Nunca han faltado motivos razonables para dejar de lado toda actividad puramente cultural mientras se evita un peligro inminente o se corrige una injusticia grave. Sin embargo, desde hace mucho tiempo la humanidad ha preferido hacer caso omiso de esos motivos, deseosa de encontrar el conocimiento y la belleza en el presente, sin esperar un momento propicio que nunca llega.

Para hacer arte no hay que “evadirse” de la realidad, sino vivir en ella y vincularse al mundo presente con intensidad y reflexividad. Es decir, con todo lo que somos: inteligencia, voluntad y afectividad.

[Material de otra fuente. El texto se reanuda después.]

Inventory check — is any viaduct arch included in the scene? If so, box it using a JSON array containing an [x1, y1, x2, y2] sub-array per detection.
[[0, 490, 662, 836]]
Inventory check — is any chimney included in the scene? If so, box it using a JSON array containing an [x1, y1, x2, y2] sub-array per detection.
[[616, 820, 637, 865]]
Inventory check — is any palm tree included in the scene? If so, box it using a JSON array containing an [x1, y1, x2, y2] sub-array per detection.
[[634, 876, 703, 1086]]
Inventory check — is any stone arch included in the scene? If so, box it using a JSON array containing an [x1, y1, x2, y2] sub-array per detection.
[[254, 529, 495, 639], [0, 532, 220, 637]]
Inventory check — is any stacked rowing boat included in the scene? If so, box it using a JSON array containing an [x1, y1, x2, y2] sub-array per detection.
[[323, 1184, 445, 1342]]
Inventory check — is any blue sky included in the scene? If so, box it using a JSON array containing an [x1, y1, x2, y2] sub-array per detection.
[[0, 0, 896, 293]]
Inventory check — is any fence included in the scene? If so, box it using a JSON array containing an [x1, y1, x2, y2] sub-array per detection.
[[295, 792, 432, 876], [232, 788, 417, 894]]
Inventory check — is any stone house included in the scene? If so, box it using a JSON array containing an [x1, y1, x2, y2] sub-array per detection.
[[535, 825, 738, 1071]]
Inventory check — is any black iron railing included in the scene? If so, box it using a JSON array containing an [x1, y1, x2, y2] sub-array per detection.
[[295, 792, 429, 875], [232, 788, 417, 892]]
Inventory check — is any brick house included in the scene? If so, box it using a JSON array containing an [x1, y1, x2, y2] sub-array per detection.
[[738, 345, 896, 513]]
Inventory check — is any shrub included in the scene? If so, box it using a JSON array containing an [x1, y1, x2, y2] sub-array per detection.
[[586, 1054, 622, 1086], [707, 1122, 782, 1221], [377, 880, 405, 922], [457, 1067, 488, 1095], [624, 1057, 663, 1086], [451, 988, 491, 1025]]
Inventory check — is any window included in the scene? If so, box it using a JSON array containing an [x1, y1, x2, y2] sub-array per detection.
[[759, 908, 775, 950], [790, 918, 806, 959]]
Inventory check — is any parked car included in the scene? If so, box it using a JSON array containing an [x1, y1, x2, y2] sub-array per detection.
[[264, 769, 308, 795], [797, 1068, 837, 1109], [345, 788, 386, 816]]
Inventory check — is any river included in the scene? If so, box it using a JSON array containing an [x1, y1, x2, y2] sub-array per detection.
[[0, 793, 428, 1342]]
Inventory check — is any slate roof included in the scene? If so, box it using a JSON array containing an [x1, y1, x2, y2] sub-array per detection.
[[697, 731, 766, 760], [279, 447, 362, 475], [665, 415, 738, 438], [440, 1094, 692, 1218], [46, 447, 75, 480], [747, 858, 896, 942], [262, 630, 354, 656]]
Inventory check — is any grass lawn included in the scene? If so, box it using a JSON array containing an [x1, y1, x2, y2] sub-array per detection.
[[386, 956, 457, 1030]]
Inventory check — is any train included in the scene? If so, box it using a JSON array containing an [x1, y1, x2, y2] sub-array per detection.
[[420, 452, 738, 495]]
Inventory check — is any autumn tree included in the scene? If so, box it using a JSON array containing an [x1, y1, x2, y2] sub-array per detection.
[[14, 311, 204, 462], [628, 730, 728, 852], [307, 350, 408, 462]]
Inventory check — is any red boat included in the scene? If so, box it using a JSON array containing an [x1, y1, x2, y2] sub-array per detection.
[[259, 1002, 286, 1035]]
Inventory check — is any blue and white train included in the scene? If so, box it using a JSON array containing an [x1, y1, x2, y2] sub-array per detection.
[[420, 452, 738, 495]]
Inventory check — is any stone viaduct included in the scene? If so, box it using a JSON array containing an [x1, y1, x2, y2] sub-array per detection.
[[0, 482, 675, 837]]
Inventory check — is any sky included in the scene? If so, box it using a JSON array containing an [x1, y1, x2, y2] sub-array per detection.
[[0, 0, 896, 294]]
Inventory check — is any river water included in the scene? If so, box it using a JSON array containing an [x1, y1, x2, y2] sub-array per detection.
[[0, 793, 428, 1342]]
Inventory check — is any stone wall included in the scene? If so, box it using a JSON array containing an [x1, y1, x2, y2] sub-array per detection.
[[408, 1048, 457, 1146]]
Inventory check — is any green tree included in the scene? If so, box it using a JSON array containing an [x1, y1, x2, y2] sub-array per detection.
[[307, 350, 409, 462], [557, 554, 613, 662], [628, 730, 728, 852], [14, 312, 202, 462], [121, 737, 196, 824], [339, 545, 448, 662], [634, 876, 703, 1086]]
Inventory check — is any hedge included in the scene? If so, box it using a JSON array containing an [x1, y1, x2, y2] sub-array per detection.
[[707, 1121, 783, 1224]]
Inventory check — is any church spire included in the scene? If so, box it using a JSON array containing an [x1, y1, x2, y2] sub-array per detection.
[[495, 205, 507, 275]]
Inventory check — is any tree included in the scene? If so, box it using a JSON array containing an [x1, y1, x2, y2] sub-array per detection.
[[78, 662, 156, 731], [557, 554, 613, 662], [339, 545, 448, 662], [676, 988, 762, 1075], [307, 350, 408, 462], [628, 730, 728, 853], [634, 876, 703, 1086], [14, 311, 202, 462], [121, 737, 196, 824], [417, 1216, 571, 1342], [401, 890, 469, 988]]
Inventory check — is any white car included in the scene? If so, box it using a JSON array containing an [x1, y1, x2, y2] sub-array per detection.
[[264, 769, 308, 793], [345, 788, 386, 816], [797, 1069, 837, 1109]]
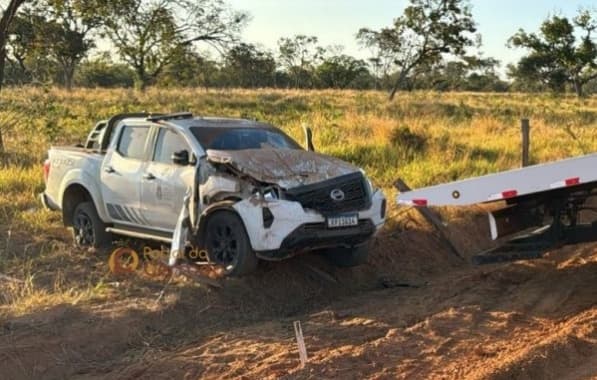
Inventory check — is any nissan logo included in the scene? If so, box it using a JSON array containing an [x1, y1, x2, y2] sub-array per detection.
[[330, 189, 344, 202]]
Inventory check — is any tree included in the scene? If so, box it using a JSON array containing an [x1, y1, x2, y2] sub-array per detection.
[[315, 54, 369, 88], [223, 43, 276, 88], [75, 52, 135, 87], [508, 10, 597, 97], [278, 34, 325, 88], [103, 0, 248, 89], [357, 0, 476, 100], [0, 0, 26, 89], [38, 0, 102, 89], [156, 45, 220, 88]]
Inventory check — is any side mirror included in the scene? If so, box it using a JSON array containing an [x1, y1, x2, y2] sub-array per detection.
[[303, 124, 315, 152], [172, 150, 189, 166]]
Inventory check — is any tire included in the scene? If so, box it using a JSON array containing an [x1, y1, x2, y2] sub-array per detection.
[[325, 243, 369, 268], [73, 202, 112, 248], [204, 211, 258, 276]]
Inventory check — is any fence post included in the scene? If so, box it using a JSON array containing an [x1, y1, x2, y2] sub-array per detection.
[[520, 119, 531, 167]]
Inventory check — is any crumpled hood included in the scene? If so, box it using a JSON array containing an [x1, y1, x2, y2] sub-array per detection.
[[207, 149, 359, 189]]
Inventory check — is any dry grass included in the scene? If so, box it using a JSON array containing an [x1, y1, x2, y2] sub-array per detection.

El único reparo que cabría poner al film es que, aunque la historia tiene interés humano y social y su argumento “engancha”, el dibujo de los personajes principales no está tan logrado como cabría esperar. Ciertamente, se ve una evolución en Costa, que pasa de considerar que el conflicto del agua “no es mi problema” a atender la petición de una madre que le reclama “sólo tú puedes ayudarme”. También se observa una cierta involución en Sebastián, que empieza siendo idealista (quiere rodar la historia de la voz de la conciencia contra un imperio) y un tanto ingenuo (“hay que contar todo lo que pasó”) y acaba aislado del resto. Pero la relación que debía quedar mejor perfilada y que más atrae al espectador, que es la de Costa con Daniel —indígena, padre de familia, “peleón” y superviviente nato—, apenas está sugerida por miradas y unos pocos diálogos cortantes y tirantes, con lo cual no se observa ni es creíble el surgimiento de una amistad en ellos que justificase de algún modo el abrazo final con que se despiden. Y, lo que es peor, esta falta de desarrollo en los personajes debilita el momento crucial del film —cuando Teresa ruega la ayuda de Costa para ir a buscar a su hija herida—, pues parece que, de repente, Costa reniega de su “viejo yo” para adoptar una postura comprometida ante la realidad que no está del todo justificada por sus actos anteriores.

En todo caso, se trata de un defecto no menor pero sí sobradamente compensado por la puesta en escena, la siempre evocadora música de Alberto Iglesias y las excelentes interpretaciones de Karra Elejalde y Luis Tosar.